Actively learning a Bayesian matrix fusion model with deep side information
This work addresses the challenge of efficiently aligning high-dimensional deep features with human responses, which is incremental as it builds on existing Bayesian matrix factorization methods by incorporating active learning for improved data collection.
The paper tackles the problem of costly data collection for aligning deep neural network representations with human annotations by proposing an active learning approach for adaptively sampling stimuli to learn a Bayesian matrix factorization model with deep side information.
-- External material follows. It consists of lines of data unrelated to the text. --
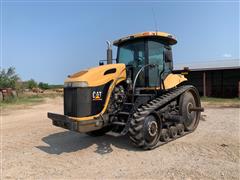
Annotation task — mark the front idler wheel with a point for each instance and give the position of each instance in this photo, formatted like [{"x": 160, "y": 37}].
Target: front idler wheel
[
  {"x": 180, "y": 129},
  {"x": 145, "y": 132},
  {"x": 164, "y": 135},
  {"x": 189, "y": 100}
]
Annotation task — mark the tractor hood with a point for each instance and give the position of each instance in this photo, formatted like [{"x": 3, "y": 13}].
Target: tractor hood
[{"x": 97, "y": 76}]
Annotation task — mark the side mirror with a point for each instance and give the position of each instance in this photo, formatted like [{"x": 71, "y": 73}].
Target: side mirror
[
  {"x": 168, "y": 55},
  {"x": 101, "y": 63}
]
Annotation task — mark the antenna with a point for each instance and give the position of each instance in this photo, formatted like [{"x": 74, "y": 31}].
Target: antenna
[{"x": 155, "y": 22}]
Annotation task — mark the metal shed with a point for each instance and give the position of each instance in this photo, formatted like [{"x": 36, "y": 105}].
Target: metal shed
[{"x": 215, "y": 78}]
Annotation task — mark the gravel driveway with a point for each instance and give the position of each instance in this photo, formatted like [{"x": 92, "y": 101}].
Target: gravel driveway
[{"x": 34, "y": 149}]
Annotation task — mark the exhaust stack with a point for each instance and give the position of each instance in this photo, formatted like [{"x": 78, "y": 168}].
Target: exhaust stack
[{"x": 109, "y": 53}]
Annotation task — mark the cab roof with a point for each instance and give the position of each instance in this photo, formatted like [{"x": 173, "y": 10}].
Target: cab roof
[{"x": 168, "y": 38}]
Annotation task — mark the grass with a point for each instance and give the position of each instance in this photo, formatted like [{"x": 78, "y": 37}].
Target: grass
[
  {"x": 233, "y": 102},
  {"x": 26, "y": 99}
]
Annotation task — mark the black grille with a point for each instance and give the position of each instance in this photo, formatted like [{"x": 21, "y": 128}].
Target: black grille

The result is a significant efficiency gain over passive baselines, applicable to both small lab datasets and large-scale crowdsourced settings.
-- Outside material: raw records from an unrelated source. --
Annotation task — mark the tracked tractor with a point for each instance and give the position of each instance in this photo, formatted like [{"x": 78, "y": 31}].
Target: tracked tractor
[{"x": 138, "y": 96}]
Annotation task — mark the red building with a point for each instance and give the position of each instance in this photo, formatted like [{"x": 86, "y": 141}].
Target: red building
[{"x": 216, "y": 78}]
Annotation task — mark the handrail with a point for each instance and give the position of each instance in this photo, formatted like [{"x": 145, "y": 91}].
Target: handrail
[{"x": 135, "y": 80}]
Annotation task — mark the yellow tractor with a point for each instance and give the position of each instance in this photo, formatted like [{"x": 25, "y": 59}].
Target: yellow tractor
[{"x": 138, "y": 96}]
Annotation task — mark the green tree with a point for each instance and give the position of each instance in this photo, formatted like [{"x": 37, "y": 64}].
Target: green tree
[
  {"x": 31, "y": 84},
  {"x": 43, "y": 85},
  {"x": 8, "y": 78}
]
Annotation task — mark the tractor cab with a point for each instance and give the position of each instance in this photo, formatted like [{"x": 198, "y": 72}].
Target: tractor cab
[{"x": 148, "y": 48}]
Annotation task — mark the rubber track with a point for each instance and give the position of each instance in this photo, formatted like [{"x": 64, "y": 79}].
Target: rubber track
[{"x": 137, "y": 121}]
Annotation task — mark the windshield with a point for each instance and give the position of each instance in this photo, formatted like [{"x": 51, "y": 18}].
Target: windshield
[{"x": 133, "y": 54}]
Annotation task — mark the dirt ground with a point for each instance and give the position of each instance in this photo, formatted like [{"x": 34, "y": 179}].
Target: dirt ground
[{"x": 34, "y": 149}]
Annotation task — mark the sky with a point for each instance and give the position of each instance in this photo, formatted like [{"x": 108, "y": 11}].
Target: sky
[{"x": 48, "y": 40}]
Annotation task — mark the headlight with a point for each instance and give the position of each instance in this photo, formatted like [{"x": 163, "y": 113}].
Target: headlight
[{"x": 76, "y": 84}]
High-dimensional deep neural network representations of images and concepts can be aligned to predict human annotations of diverse stimuli. However, such alignment requires the costly collection of behavioral responses, such that, in practice, the deep-feature spaces are only ever sparsely sampled. Here, we propose an active learning approach to adaptively sampling experimental stimuli to efficiently learn a Bayesian matrix factorization model with deep side information. We observe a significant efficiency gain over a passive baseline. Furthermore, with a sequential batched sampling strategy, the algorithm is applicable not only to small datasets collected from traditional laboratory experiments but also to settings where large-scale crowdsourced data collection is needed to accurately align the high-dimensional deep feature representations derived from pre-trained networks.